The purpose of this paper is to introduce the Rapid Fire Hair Implanter Carousel. The major advantages of the Carousel are:
- The Carousel is able to simultaneously create sites and insert the implants in approximately the same time it takes the surgeon using the manual method to make the sites alone. Since the placing of implants into pre-made sites has been the most time consuming part of the manual transplant procedure, the elimination of this step greatly reduces the total operative time.
- The skilled staff needed to insert the implants (the most labor intensive and difficult part of the transplant procedure) can be reduced significantly.
- In performing larger transplant procedures with the manual process, grafts must often remain outside the body for hours awaiting placement. With the Carousel, this time is reduced significantly, since the grafts are implanted at the same time the sites are made. This reduces the risk of damage from desiccation and warming. It also theoretically minimizes the chance of poor graft growth, by decreasing the time the grafts are separated from their blood supply.
- Human manipulation of the grafts during the insertion process in the manual technique has been a significant source of injury to the implants, since the grafts are often inadvertently squeezed and/or crushed by the placer’s forceps. This is often compounded by the decreased visibility caused by bleeding from the sites prior to and during graft insertion. Since the Carousel completely bypasses this step in the procedure, this potential source of graft injury can be greatly reduced or eliminated.
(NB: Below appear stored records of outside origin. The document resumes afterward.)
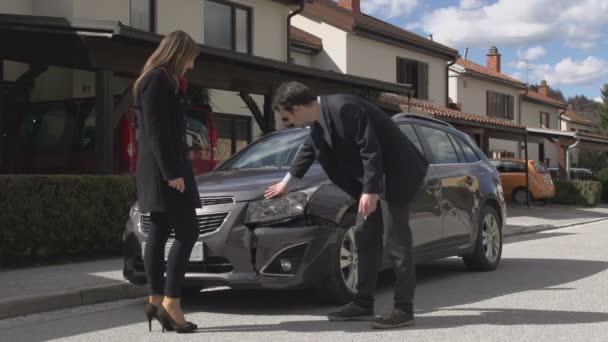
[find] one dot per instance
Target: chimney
(543, 88)
(494, 59)
(352, 5)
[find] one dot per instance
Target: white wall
(567, 125)
(188, 16)
(228, 102)
(23, 7)
(454, 84)
(116, 10)
(531, 114)
(372, 59)
(334, 54)
(472, 93)
(302, 58)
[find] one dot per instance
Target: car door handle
(469, 181)
(434, 185)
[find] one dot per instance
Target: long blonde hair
(174, 51)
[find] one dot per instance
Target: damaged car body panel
(305, 239)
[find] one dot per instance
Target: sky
(564, 42)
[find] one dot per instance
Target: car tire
(488, 244)
(191, 291)
(519, 196)
(343, 267)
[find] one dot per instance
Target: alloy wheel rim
(490, 237)
(349, 260)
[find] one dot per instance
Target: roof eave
(541, 101)
(448, 53)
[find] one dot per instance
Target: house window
(415, 73)
(228, 26)
(233, 134)
(544, 120)
(503, 154)
(143, 14)
(500, 105)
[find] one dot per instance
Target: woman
(165, 182)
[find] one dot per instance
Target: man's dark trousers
(392, 223)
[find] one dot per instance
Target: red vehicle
(58, 137)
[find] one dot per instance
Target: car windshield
(276, 150)
(540, 168)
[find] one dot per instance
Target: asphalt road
(551, 286)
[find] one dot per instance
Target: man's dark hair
(291, 94)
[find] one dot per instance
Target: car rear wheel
(488, 245)
(340, 285)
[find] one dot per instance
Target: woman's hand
(178, 184)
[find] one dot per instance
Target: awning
(110, 45)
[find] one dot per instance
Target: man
(365, 154)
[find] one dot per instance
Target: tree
(604, 109)
(553, 93)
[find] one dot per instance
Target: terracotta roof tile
(305, 37)
(446, 112)
(589, 135)
(480, 69)
(334, 14)
(574, 116)
(536, 95)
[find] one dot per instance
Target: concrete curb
(544, 227)
(70, 298)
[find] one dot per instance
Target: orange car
(513, 176)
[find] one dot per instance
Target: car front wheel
(341, 283)
(488, 245)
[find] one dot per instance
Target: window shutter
(400, 70)
(423, 81)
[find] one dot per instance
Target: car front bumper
(242, 258)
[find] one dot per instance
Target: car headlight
(291, 206)
(134, 212)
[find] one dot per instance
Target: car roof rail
(421, 117)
The conclusions that can be drawn from a single case study that lack true bilateral controls are obviously limited. Ongoing clinical trials will be conducted by these authors on additional patients and under a more formal protocol as more instruments become available. Although this pilot study involved the placement of only 400 test implants, it seems clear that the instrument significantly simplifies the hair transplantation procedure and will be equally versatile when several thousand implants are used in a single session since several individuals can use different Carousels simultaneously.
The actual quantitative advantage that automation holds in the implantation process by bypassing the need for “human placers” is still speculative. What this case study shows is that in one patient, under ideal conditions, the instrument compares favorably to the manual technique. Besides speeding up operative time and reducing staffing requirements, the elimination of some of the human factors contributing to graft injury certainly presents a compelling argument to use this new instrument. Studies comparing the Carousel to that of the manual technique using objective measurements of hair growth, under strict bilateral controls and in multiple patients, must still be performed. These studies would, of course, be best performed by researchers not involved in the development of the instrument.
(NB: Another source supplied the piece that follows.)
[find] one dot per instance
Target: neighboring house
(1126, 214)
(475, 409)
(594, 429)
Preliminary results from a single pilot study proved that the partial automation of the hair transplant process is technical feasible. It showed that the Rapid Fire Hair Implanter Carousel has the potential to significantly reduce the operative time of a hair transplant, decrease staffing requirements, and minimize the risk of iatrogenic trauma to grafts during the implantation part of the procedure. The benefits that this new technology may offer in surgical hair restoration still need to be explored in well-controlled studies.